Jeff Beck - Blow By Blow (1975, cassette), Wired (1976, cassette)
Jennifer Warnes - Famous Blue Raincoat (1987, LP)
Jerry Reed - Best of (CD)
Jethro Tull - The Broadsword and the Beast (1982, LP)
Jim Croce - Greatest Hits (CD)
Jimi Hendrix - Are You Experienced? (1967, CD), Radio One (1989)
Jimmie Rodgers - The Essential Jimmie Rodgers (CD)
John Cougar Mellencamp - Rain on the Scarecrow (1985, CD)

My only two albums from Jeff Beck start this list as I get back into the general collection. I really like these, found them both in a clearance bin sometime in the 80s and they still sound great. Since converting them to mp3 I have been trying to listen to them more often. I wish that more rock guitarists would have taken his example and recorded more solo/instrumental albums. I recommend both of these for instrumental rock that brings in influences from jazz, blues, funk, electronic music, the works.

You may know Jennifer Warnes as the woman who sang the 70s hit "Right Time of the Night," which I like, or "Up Where We Belong" with Joe Cocker or "I've Had the Time of My Life" with Bill Medley--and those last two songs I hope I never hear again. Nevertheless, she has a great voice, and this album is a collection of songs written by Leonard Cohen. Cohen is a great song writer, but in my opinion he should have stuck with writing and not recorded anything himself. Listening to him sing his own songs is an ordeal, to say the least. Anyhow, "Bird on a Wire" from this album was playing on the radio a lot and I liked it so I bought the album. One song was written by Warnes herself, but it sounds like it could have been written by Cohen. This is one of my favorite albums.

Jerry Reed is another childhood favorite. I never got into Jethro Tull much, I know have another record of theirs, titled A, but that may be it. I bought this one because a cousin of mine recommended it to me way back when. I might have another record or two that I accumulated used long ago but I'm not sure. I do enjoy this album quite a lot. The Jim Croce CD was more filling-in-the-blanks.

Radio One was a show that Hendrix recorded for BBC radio. My copy is a dupe tape made from a co-worker's CD. I'm not really a big fan of his, but I recognize his place in music history. Are You Experienced? was purchased because I felt that I needed to be able to study his music more closely than just casual radio listening. I think I have another one or two records from used sources that I haven't ripped.

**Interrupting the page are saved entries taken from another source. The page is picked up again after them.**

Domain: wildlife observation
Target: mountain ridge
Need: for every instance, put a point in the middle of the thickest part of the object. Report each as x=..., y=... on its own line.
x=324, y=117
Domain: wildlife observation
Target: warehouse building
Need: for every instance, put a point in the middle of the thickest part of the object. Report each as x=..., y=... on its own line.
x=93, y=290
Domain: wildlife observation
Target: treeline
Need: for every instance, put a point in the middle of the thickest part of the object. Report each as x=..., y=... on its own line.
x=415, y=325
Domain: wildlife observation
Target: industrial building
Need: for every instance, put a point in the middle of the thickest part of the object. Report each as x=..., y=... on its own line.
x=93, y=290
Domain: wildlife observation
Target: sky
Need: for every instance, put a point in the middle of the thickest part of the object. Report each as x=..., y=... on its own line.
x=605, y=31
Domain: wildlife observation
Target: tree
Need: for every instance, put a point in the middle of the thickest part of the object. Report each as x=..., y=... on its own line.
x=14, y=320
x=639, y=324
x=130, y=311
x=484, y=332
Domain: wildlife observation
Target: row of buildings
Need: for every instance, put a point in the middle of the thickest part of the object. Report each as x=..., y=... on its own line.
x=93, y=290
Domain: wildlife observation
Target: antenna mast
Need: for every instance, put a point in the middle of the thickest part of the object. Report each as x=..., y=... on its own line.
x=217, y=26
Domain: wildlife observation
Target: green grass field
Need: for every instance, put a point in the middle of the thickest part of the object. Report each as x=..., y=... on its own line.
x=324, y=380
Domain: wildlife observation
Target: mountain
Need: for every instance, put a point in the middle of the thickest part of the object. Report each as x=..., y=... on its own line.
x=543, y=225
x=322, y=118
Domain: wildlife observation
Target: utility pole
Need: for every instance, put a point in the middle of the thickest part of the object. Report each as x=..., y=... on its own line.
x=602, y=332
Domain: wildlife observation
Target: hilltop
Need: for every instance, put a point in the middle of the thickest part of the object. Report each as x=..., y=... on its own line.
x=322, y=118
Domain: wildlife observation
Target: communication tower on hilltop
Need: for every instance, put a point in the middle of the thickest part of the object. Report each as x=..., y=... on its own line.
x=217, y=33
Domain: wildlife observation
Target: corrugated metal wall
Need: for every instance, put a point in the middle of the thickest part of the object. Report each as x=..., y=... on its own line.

I bought the Jimmie Rodgers CD for my own personal musical education. I don't really enjoy listening to the whole thing at one shot, but hearing him turn up in the shuffle now and then is fine.

Mellencamp is another one who I usually like hearing on the radio but I never got into him much. I might hunt down a "best of" compilation sometime. Scarecrow is a very powerful album, however, and it has several songs that I consider among the best (even though if the S ever HTF we're probably going to be on opposite sides of the political divide). I also have Uh-Huh on LP but I haven't ripped it.

Album count: 304.


  1. Mellencamp's The Lonesome Jubilee is also a very fun album, and I like it as much as Scarecrow and Uh-Huh. Though you're right about the political divide. According to Mellencamp's publicist, neither Hillary nor Obama were quite liberal enough for him.

  2. If you want to hear good Jethro Tull, their older albums are the best, such as Benefit and Stand Up.